If demand is not in short supply, neither is money—nor, apparently, profit. “There’s not a shortage of debt for renewables in Africa,” London-based fund manager Anthony Marsh told Bloomberg. “Multilateral banks and development funds are almost competing amongst themselves to provide money.”
Clean energy investments in sub-Saharan Africa more than doubled to US$5.9 billion in 2015, Bloomberg reports.

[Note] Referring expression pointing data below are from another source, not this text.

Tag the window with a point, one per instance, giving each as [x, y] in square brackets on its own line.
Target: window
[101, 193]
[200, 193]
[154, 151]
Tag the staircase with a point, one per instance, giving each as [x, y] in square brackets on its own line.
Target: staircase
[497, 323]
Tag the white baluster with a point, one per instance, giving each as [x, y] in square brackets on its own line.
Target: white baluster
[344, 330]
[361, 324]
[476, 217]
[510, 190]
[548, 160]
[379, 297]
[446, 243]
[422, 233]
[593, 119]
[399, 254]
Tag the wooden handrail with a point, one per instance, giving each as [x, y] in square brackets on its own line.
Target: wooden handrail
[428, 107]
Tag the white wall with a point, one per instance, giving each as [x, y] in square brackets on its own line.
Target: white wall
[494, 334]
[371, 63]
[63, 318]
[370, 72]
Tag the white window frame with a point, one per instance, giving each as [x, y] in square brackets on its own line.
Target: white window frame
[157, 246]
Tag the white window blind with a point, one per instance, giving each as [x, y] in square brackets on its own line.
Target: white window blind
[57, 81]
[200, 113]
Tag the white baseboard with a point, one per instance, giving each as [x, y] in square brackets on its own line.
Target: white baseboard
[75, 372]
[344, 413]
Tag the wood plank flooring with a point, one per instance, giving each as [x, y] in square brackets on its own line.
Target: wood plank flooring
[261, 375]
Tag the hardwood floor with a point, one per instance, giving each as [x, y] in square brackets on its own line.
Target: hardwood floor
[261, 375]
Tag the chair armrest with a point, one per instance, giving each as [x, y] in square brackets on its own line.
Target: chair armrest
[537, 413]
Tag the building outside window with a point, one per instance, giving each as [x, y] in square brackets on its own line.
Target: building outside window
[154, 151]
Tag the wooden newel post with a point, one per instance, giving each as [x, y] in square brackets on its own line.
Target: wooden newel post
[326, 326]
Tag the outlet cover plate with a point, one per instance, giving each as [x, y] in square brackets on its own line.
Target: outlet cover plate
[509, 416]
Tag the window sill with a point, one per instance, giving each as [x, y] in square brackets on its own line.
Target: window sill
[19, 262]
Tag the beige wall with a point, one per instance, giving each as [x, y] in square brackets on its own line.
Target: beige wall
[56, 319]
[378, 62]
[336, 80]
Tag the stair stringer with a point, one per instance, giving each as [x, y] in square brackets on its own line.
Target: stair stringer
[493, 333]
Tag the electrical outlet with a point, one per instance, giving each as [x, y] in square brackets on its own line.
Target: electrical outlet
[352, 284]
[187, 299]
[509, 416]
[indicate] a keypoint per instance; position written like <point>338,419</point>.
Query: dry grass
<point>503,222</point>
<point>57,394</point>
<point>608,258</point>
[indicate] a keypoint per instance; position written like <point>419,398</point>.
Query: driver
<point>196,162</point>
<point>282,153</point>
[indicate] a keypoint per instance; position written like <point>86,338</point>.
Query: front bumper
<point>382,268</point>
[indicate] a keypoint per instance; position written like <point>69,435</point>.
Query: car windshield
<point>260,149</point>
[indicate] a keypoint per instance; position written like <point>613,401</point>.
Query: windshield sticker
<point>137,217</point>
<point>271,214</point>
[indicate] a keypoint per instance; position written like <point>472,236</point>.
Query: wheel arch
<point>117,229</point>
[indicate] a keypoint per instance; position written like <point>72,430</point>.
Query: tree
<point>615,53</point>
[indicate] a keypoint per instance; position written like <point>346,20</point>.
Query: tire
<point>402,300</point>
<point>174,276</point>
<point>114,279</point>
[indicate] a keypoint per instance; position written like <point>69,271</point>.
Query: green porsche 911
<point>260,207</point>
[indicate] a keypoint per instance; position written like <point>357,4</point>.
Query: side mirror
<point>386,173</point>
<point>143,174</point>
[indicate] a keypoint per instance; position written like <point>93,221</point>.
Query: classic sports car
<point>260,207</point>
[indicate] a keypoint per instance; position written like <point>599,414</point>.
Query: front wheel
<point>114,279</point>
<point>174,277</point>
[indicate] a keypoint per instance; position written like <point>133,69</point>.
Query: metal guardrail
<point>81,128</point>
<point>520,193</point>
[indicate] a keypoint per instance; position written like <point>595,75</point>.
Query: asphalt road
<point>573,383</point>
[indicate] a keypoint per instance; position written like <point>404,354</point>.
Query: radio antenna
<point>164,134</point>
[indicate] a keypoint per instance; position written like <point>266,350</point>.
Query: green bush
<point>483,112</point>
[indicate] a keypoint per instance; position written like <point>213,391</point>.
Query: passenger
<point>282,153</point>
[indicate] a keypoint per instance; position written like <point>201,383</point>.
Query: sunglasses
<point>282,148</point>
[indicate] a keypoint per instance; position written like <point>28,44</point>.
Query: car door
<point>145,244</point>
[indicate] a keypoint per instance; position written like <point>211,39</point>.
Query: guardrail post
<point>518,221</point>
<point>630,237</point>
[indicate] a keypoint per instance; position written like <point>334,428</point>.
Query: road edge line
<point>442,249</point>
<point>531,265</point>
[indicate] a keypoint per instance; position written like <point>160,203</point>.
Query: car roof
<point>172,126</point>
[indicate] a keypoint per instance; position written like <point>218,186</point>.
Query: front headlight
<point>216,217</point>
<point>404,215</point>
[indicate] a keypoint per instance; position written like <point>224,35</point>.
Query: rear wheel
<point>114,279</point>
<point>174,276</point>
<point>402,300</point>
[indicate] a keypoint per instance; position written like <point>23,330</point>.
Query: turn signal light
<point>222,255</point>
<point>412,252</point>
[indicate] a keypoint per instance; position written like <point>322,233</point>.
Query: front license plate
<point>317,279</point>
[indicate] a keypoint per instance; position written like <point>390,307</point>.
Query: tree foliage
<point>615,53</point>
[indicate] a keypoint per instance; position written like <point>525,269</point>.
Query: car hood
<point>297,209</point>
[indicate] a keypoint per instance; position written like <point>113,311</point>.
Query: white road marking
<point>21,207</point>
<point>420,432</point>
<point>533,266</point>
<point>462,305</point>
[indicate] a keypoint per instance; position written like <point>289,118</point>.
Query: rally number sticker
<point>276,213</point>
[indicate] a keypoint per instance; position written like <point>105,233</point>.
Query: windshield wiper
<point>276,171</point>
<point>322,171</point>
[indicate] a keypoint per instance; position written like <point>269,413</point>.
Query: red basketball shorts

It anticipates that the region will install more than 12 GW of new wind, solar, and geothermal generation by the end of this decade.
Even Akinwumi Adesina, head of the African Development Bank, who estimates the capital required to meet the continent’s energy goals at more like US$55 billion year, seems unworried about financing those goals. “I’m not bothered by that amount,” he told Bloomberg last year. ”That money is there.”
Ghana’s acting power minister, John Abdulai Jinapor, told a renewable energy conference last month that in his country’s power sector “has proven to be quite profitable. Most of the companies that have invested in Ghana, they are thinking of expanding.”